When you’re communicating something difficult, it’s also important to give as much notice as possible and provide them with a solution. If you know that you aren’t going to be able to deliver what you’ve promised, or perform effectively on a job, you have to let the client know before it’s too late. And give them an alternate plan so they aren’t the ones stuck scrambling to pick up the slack for you. If you can’t be available for the time you’ve committed, find someone who can do it for you, and give them that option. Then they can either accept or decide to use someone else. If they go with your referral, though, make sure you properly onboard that person so it’s a seamless transition. This will show your clients that even though your priorities had to shift, you didn’t leave them hanging. This is a good way to keep a strong relationship so you can come back when you’re ready.

This happened to me last year. I had hired someone for a job and a few days before it was supposed to start, she was notified that she was potentially exposed to COVID on her last project and was urged to quarantine for 10 days. As soon as she found out, she let me know and gave me the info for someone who was available and could do the job. The person she replaced herself with was fantastic and because of the way the original person handled the situation, I’d be happy to hire her again for a future project. She couldn’t control what happened, but instead of creating an additional problem for me, she gave me a solution. If she would’ve just texted and said, “Hey, I can’t do it anymore. Good luck.” I would be hesitant to ever work with her.

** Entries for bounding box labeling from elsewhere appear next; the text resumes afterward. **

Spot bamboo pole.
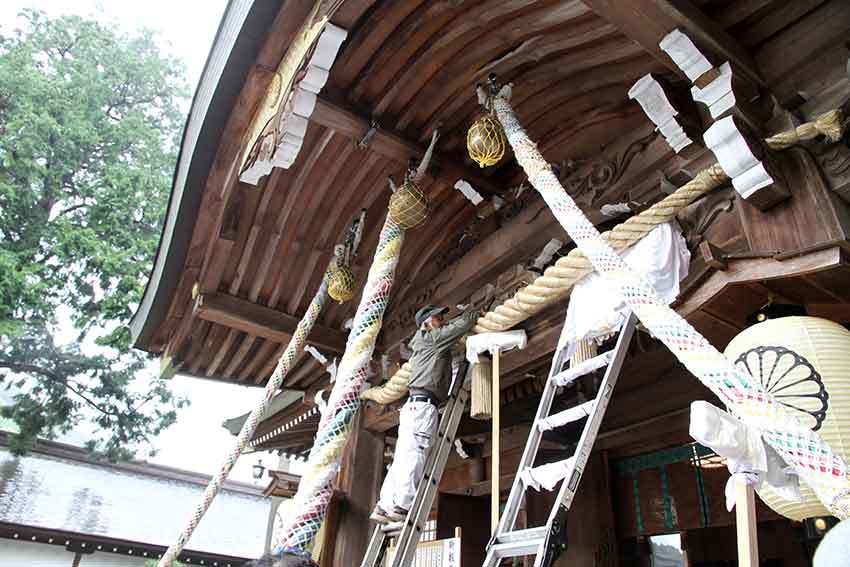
[490,348,502,534]
[735,477,759,567]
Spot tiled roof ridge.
[0,431,263,497]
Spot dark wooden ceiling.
[142,0,844,428]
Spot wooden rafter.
[194,293,345,353]
[585,0,764,85]
[310,97,496,193]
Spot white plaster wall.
[0,539,146,567]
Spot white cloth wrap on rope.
[158,268,336,567]
[276,215,404,551]
[558,221,691,356]
[486,85,850,518]
[690,401,800,511]
[466,329,528,364]
[520,456,576,492]
[552,350,614,386]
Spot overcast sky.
[0,0,288,484]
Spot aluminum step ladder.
[484,313,637,567]
[360,359,472,567]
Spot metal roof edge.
[129,0,285,350]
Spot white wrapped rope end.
[690,401,800,512]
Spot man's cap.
[416,305,449,327]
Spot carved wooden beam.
[194,293,346,353]
[310,96,505,193]
[584,0,763,85]
[382,126,672,352]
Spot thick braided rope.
[277,215,404,550]
[363,110,843,404]
[493,90,850,518]
[157,268,335,567]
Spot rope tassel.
[363,110,845,405]
[492,82,850,519]
[157,268,336,567]
[276,215,404,553]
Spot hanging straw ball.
[725,317,850,522]
[390,179,428,230]
[466,114,507,167]
[328,266,354,303]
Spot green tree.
[0,11,186,459]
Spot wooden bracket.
[239,22,348,185]
[659,30,762,134]
[699,240,727,271]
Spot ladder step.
[485,538,545,565]
[537,399,596,431]
[496,526,546,543]
[520,455,576,491]
[380,521,404,536]
[551,350,614,386]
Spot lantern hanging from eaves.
[389,178,428,230]
[466,74,508,167]
[466,113,507,167]
[725,314,850,521]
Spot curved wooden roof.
[134,0,848,412]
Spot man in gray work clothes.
[371,305,478,523]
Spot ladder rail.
[360,361,470,567]
[493,349,566,540]
[484,313,637,567]
[392,389,469,567]
[535,312,637,528]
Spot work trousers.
[378,401,439,512]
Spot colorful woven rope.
[157,268,336,567]
[275,215,404,551]
[484,88,850,518]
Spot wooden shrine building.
[131,0,850,567]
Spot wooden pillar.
[332,411,384,567]
[437,492,490,567]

Also, if you decide to power through, make sure you can still deliver. It comes back to being honest with yourself and what you can handle. While it’s admirable to try to pull through when you’re struggling, it’s worse to say you can do it and then fall short, especially if it can negatively impact the client or project. And if it gets to be too much, be honest. At that point, it’s better to let them know that you’re not at your best and you are concerned that you won’t be able to give them what they need than to halfway commit and not do a good job. In most cases, I think people will be understanding and work with you to figure it out. If not, it’s probably not the right fit for you anyway and you should take care of yourself.

It’s hard to work through pain, grief, and other turmoil. There are times when you just want to shut down your brain and go lay in bed, lose yourself in a book, or binge watch a mindless show to take your mind off of what’s going on. Other times, you want to surround yourself with family and friends who can help you through a situation. And sometimes your head and your heart are just not in what you have to do, and you have to figure out how to get through it without letting anyone down, including yourself. And despite what you want to do, there are times when what you have to do is to push through it all because you made a commitment and backing out of it just isn’t a real option. When that happens, do what you have to do to get through it and then, when the job is done, take care of yourself.

Figure out what is urgent and what can be done later. Take breaks if you need to. Communicate with the other people involved and be honest with yourself in deciding what you have to do. Bad things happen. We can’t always control the timing of it all, and sometimes we have to decide whether it’s more important to honor our present internal needs or our previous commitments. No matter what the situation is, be kind to yourself in the process. Sometimes that’s all you can really do.